Friday, 17 July 2015

Publishing pictures of celebrities - the paparazzi have more rights than the police

When is it (generally) inappropriate to publish pictures of celebrities in public places? It's fine to publish them if you’re a media organisation, but not if you’re a law enforcement body.


Because the DPA requires data controllers to restrict their processing activities to those activities that the data controller has registered with the ICO. Newspapers, by their very nature, process personal data for journalistic purposes. This is not a purpose that law enforcement bodies have previously declared.

In accordance with our data protection laws, it can be appropriate for newspapers to publish pictures of celebrities in public places, particularly when the celebrities are currently promoting shows that feature themselves. So, the recent pictures of Messrs Clarkson, Hammond & May, currently touring Australia with their motor show, leaving an Australian Airport, are fair game because they were taken by the paparazzi.
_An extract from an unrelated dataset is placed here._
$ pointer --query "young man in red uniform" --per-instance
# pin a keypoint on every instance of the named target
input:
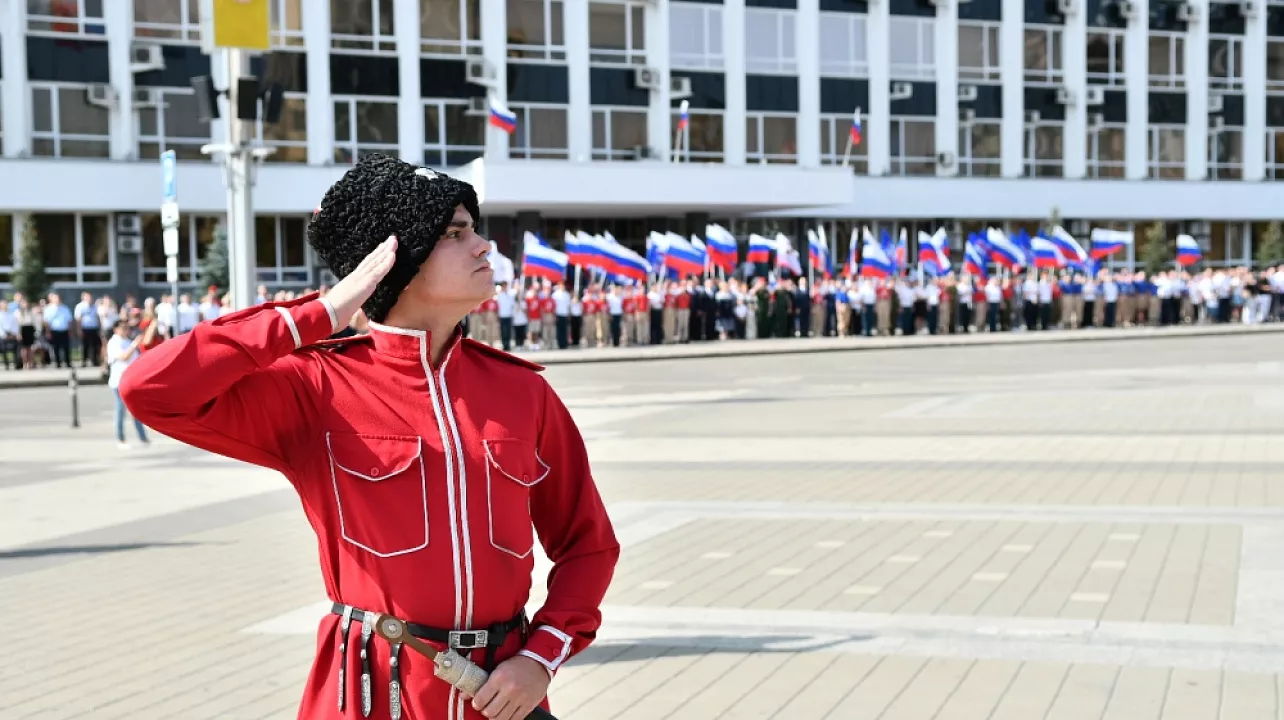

But, recent pictures of Michael Mcintyre, currently promoting his UK comedy tour, leaving the Capital Radio studios in London’s Leicester Square, are not fair game, because they were taken and published by the police.

It's a funny old world. I assume the officer who thought it would be fun to publish Michael Mcintyre’s picture on the National Police Air Support Unit’s Twitter account had no idea how the privacy Taliban would react. Well, that officer does, now.

The Surveillance Camera Commissioner and the Information Commissioner have both waded into the debate, so we can be confident that the National Police Air Support Unit will be tweeting fewer pictures of celebrities in future.

But all is not lost. The paparazzi will continue to be out in force, and a grateful public will still be able to feast their eyes on snaps of celebrities who, often working hand-in-hand with the paps, provide arresting images of themselves.